An artist of recent discovery is Petr Pavlensky, an actionism artist (in contrast to performance art) who makes his idealism known in opposition to Putin's regime in Russia by committing public acts of self harm. He once sat naked on the Red Square with a nail impaled through his scrotum, for example (This work is called Carcass and is to do with 'apathy, political indifference & fatalism of modern Russian society'). Or sewed his own lips shut outside the Kazan Cathedral after the jailing of Pussy Riot.
Essentially the state can't do anything to him he hasn't done to himself already. To me this is at the heart of Fi, that is the sovereignty of self and the selfs of others. I'm not advocating for the Fi - preferenced to self harm themselves, but I thought it was a good illustration of its power and necessity, particularly where those individual rights are most at risk or oppressed.
Those strongly felt notions of violation and injustice tend to be motivators that are often overlooked. But there are negatives as well.
I think when people have issues with Fi in typology, it's when people kick up a fuss over a perception of injustice or personal infringement that can't readily be identified, or which is perspectively minor in comparison to larger issues. The "I have the right to do what i want, when I want but to also be left alone when I want" is fine... right up until it starts to infringe on someone else's right to do what they want. That's where I'd hazard most of the Fe & Ti clashes with Fi come from.

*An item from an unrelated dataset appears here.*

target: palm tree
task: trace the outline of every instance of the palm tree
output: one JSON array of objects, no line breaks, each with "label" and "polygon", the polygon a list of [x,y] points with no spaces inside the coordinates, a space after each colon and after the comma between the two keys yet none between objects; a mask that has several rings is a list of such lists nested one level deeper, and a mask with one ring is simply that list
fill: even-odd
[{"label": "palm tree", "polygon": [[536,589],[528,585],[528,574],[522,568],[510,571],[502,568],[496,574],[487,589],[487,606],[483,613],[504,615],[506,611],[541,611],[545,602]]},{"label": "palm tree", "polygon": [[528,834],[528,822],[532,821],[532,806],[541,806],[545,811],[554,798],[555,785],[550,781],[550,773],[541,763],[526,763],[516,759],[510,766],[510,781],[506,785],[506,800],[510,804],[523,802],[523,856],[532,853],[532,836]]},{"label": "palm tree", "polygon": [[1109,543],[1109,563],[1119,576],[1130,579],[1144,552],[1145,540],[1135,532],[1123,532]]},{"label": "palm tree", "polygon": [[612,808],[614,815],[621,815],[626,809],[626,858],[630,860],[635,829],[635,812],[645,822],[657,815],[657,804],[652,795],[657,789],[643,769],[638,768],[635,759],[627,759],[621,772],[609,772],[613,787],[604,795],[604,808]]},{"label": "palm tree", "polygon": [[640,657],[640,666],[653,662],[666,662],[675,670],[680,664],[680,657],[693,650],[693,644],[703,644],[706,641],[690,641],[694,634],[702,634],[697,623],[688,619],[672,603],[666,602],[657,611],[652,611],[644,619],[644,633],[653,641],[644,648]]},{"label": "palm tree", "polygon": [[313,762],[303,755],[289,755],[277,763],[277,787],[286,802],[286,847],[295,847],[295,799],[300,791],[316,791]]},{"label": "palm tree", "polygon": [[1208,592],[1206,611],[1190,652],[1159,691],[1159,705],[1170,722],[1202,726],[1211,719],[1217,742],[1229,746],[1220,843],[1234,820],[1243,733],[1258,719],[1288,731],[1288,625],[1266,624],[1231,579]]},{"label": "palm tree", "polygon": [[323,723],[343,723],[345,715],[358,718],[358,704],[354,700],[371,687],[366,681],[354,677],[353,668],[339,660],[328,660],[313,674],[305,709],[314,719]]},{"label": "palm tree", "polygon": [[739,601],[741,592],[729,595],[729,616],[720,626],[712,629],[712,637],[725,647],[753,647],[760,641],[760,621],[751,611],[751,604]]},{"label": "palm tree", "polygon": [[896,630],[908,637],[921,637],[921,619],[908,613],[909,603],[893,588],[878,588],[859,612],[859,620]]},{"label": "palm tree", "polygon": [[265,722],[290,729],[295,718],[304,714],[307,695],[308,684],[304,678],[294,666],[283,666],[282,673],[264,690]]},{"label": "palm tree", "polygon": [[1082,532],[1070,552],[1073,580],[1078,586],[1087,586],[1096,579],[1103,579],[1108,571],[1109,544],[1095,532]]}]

Then we get these situations (I've been a catalyst and directly responsible for some on here.... me getting all roused up over clashing with an Fi member) where it's just a series of stubborn back and forths; the Fi digs in and whines about sovereignty, the Fe looks about for external support that it's ways are best and that Fi isn't considering others & and Ti goes "this is all bullshit, it doesn't make sense, back to LOL."
What's usually missing is a bit of perception on all sides involved. Life can't be always what you want Fi, just because everyone supports it doesn't make it right Fe, we're not entirely rational beings Ti, including yourself.
A simplification, but you get the jist.
*EDIT*
It's probably undervalued because there is currently a lot of substitution for it in day to day society. People who talk about and claim their individuality in a very mainstream and collective way. People with big egos and bigger chips on their shoulders, who latch onto social and political issues in order to plump themselves up.
It looks like Fi, might even be it in some cases, but it's ultimately undermining.